The value proposition of the first-gen Galue is, compared to the blue-blooded Brit it seeks to emulate, quite striking – and at least as striking as its appearance. But if, as Dolly Parton justly said, it “takes a lot of money to look this cheap,” Mitsuoka conversely proved that it can be relatively economical to look expensive.
One key factor is to keep the whole gussying-up budget for, well, the gussying up side of things. The oily bits need not be too dear or exclusive – certainly, no massive exotic engine or onerous unit body tooling should ever be factored in, as that will drive costs up very quickly. Mitsuoka’s cunning plan was to take a Nissan Crew (1993-2009), a reasonably-sized and sensibly-motorized low-cost four-door with a live axle and a spacious rear seat typically used by driving schools and taxi companies, dress it up with as much gingerbread as possible and, Bob’s your uncle, you have a car that sort of looks, to the untrained (and very near-sighted) eye at least, like a million bucks. Or a million pounds, whichever is greater when you’re reading this.
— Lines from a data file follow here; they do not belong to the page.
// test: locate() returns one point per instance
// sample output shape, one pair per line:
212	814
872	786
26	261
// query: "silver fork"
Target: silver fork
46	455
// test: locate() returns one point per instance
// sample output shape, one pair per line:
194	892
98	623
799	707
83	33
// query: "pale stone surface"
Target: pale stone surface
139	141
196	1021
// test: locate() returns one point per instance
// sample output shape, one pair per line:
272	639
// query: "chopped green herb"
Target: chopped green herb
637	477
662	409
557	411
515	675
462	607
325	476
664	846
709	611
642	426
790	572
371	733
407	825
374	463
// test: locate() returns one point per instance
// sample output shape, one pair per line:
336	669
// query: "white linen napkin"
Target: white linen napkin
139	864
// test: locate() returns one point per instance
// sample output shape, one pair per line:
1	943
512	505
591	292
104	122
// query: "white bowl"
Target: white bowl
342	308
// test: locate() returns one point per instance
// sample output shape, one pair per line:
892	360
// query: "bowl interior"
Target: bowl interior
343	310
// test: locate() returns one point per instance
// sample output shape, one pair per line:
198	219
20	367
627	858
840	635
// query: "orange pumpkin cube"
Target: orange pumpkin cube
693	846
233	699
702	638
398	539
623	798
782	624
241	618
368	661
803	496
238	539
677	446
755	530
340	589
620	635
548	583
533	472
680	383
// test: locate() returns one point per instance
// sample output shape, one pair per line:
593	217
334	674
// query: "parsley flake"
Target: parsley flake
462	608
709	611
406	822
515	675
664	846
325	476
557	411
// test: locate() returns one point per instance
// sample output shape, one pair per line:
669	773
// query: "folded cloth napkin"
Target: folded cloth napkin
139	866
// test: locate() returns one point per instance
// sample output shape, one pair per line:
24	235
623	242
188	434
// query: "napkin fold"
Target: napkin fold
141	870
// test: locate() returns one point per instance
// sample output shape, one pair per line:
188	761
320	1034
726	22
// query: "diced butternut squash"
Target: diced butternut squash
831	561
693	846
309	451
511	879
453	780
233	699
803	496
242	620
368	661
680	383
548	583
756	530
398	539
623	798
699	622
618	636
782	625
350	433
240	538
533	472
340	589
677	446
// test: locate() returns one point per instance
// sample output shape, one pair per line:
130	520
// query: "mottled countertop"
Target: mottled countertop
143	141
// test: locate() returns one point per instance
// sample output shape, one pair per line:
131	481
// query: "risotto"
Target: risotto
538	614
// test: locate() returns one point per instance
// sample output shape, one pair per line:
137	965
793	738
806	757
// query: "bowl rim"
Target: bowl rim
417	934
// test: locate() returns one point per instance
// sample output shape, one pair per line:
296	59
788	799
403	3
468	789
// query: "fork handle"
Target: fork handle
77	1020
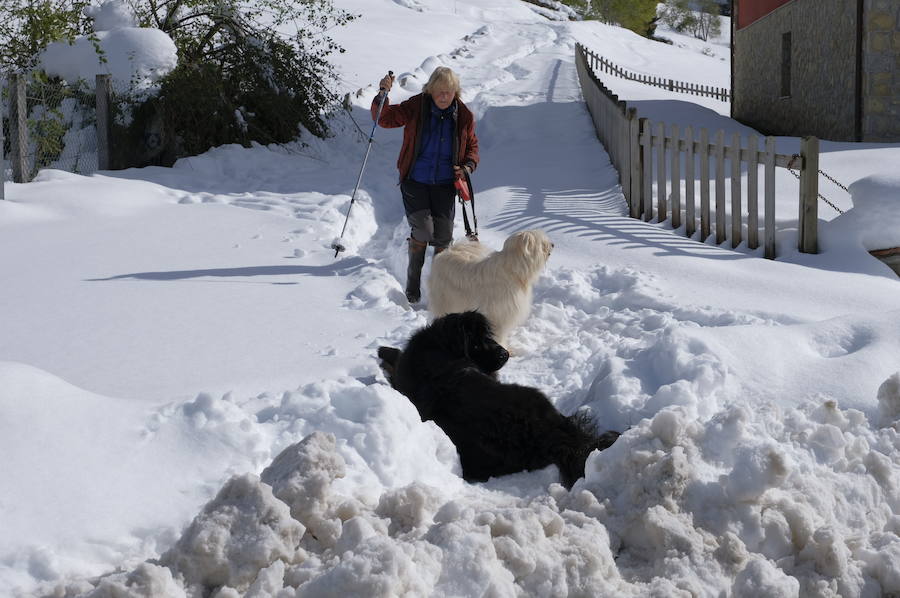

The key to the Galue’s design philosophy is excellence in excess. Mitsuoka don’t manufacture much of the car, really, but what they do add is very carefully made (by hand, in fact) and always designed to impress through the copious use of chrome and other neoclassic / retro tropes.
Given that the price of the Galue – well above that of the Crew it was based on, but several times less than an actual Roller – and Mitsuoka’s ability to cater to most of their clientele’s whims, no two Galues are said to be alike, particularly inside.
This one, besides being very well cared for, obviously had a very enthusiastic buyer who ticked a great many boxes on the options list: I can’t say I’ve seen all that many of these, but this is the first one that has leather upholstery and plastiwood veneer.
No expense was spared: these are Mitsuoka-branded wire wheels – a rarely seen (and doubtless pretty costly) item that definitely gives the car a certain je-ne-sais-quoi. Actually, I do sais quoi: makes it look like a Jag. Which doesn’t really work if you’re going for the R-R look, but it’s English and high-end, so squinting from a distance, in a way and if we must, it sort of works.
All that was needed to complete the faux-Royce illusion was to replace the Mitsuoka star sitting atop the grille with something a little more spiritually ecstatic. Something that would look the part when viewed from the driver’s perspective, at least.
From the front and up close though, the “Frying Lady” looks like the knock-off it clearly is. But then, the Galue has to be appreciated as a whole, not examined in too close detail. That tends to ruin the effect.
What I cannot ascertain is the engine sitting behind that grandiose radiator shell. The overwhelming majority of the 50,000-plus Nissan Crews that were produced over a decade and a half were taxis powered by an LPG 2-litre 4-cyl., but there was a civilian version of the Crew with more engine options, offered until 2002, that would have been used as the base for the Galue. Beside the LPG engine, one could order a 2.8 litre Diesel six and the famous 2-litre RB 6-cyl. also used on the Skyline.
It’s doubtful that the person who specified wire wheels and leather seats and went to the additional trouble of fitting a Rollsesque mascot on his prized possession would go for the Diesel, but, just like there might be someone out there who will figure this is a genuine luxury car, anything is possible.